The Church Is Not a Political Institution
And 4 other misconceptions everyone makes about the Body of Christ
There are a lot of things that the Church is in our culture: The physical representation of God in the world, a place where Christians can gather to encourage one another, God’s chosen method of spreading the Gospel.
All of these things are good and biblical manifestations of the Church in the world around us. But of all the great things that the Church does in the world today, there are also some traps the Church can fall into. And like anyone that wants to be healthy, we ought to be performing regular checkups to make sure that we’re not falling into one or more of these traps:
The Church is Not A Political Institution
When the Church first got started, it was a grassroots movement of working class citizens in an occupied nation in a small corner of the Roman Empire. But as more people were added to the Church, the Church began to increase in influence and power. Eventually, Christianity was adopted as the official religion of Rome. As a result, the Church was able to influence laws, enforce its morality and even coerce people into joining the Church.
That kind of power is something the Church still has in some cultures today, but there’s nothing in the New Testament that supports this kind of power for the Church at all. To the contrary, Jesus modeled a surrender of power and influence in order to become servants of all. If the Church becomes connected to the state, even unofficially, it has to serve two masters—something Jesus tells us we won’t be able to do.

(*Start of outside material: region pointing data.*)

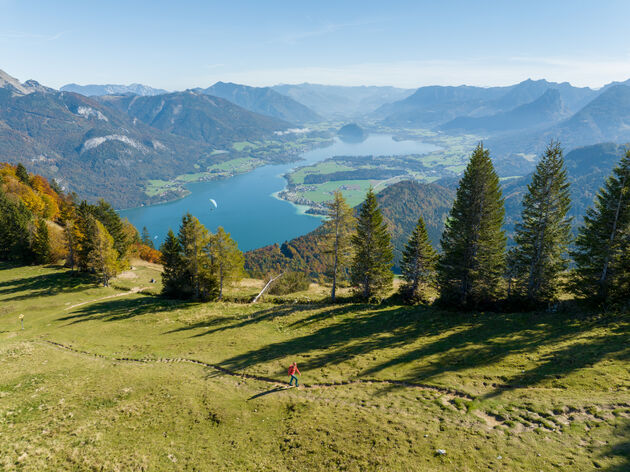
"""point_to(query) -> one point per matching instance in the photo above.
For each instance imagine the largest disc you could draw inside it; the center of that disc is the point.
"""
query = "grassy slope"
(550, 392)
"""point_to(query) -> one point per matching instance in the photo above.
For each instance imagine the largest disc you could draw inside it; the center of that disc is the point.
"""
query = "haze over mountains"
(104, 140)
(92, 90)
(197, 116)
(111, 146)
(263, 100)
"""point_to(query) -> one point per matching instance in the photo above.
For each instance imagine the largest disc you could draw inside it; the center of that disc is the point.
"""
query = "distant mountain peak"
(9, 82)
(91, 90)
(263, 100)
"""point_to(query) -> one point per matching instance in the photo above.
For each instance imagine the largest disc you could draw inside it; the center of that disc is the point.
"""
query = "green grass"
(543, 391)
(324, 167)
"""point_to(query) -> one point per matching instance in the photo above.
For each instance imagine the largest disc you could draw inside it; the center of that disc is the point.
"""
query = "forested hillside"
(41, 224)
(401, 204)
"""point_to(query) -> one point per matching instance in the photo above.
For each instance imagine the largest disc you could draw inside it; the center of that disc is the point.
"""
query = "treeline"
(40, 224)
(400, 204)
(199, 264)
(475, 268)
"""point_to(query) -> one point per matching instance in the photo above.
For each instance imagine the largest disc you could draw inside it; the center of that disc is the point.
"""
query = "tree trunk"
(336, 261)
(602, 279)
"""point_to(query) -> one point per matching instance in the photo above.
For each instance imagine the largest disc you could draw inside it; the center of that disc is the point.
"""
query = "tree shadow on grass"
(117, 309)
(219, 324)
(341, 339)
(474, 341)
(268, 392)
(45, 285)
(620, 449)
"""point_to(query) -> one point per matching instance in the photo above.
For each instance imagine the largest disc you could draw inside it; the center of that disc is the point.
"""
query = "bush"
(290, 282)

The Church Is Not a Club of Like-Minded Individuals
The Church has always been a collection of people from different cultures, backgrounds and experiences. Despite that, many church buildings are full of very homogeneous groups of people. Churches tend to be separated by race, age, political belief and any other number of factors and types. But the whole New Testament is full of reminders how the Gospel is Good News for everyone in every circumstance.

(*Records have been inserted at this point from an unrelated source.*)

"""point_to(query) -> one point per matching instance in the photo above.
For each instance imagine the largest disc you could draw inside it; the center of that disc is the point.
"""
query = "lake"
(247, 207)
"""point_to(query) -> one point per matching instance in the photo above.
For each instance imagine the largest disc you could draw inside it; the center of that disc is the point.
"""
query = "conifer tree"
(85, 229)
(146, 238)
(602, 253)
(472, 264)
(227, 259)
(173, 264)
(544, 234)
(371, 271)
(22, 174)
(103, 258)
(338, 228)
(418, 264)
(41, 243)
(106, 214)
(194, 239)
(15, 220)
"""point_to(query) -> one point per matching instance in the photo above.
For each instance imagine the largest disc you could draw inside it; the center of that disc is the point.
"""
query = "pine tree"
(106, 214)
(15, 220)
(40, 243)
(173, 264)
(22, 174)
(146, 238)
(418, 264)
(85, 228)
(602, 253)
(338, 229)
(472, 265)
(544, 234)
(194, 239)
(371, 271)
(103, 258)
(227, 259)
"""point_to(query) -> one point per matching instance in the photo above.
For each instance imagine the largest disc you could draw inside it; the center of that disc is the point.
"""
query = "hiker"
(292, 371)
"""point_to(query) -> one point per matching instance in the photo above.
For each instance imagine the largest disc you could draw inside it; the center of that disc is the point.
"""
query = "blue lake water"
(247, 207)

Because of that, the Church needs to embrace diversity. It’s easy to gravitate toward the people who are like us, but a body needs all of its different parts. We all benefit from a diversity of cultures, races, talents and personality types. And we can better accomplish the mission of the Church if we embrace that diversity.
The Church is Not a Stronghold Against the World
You’ve probably heard this at some point: The world is evil, and the Church has to stand up against that evil. People like to use the phrase “in the world, but not of the world” to insist that the Church is supposed to protect itself from the world.
But the Church isn’t opposed to the world. Church isn’t an “us vs. them” game. To the contrary, Church is an “us for them” game. We’re supposed to serve and advocate for the people in the world. We want to share the Gospel with them. We want to affirm people as valuable and loved, and we want to help people come into a better relationship with God. That doesn’t happen if we treat the world like an adversary we protect ourselves from.
The Church is Not A Building
Church isn’t supposed to just be a place that you go. If Church is just a thing that we go to once or twice a week, then it’s not living up to the mission Jesus set up for us. Church is who we are. We’re the Church when we worship together on Sunday, but we’re also the Church when we go into work on Monday morning or go to the movies on Friday night.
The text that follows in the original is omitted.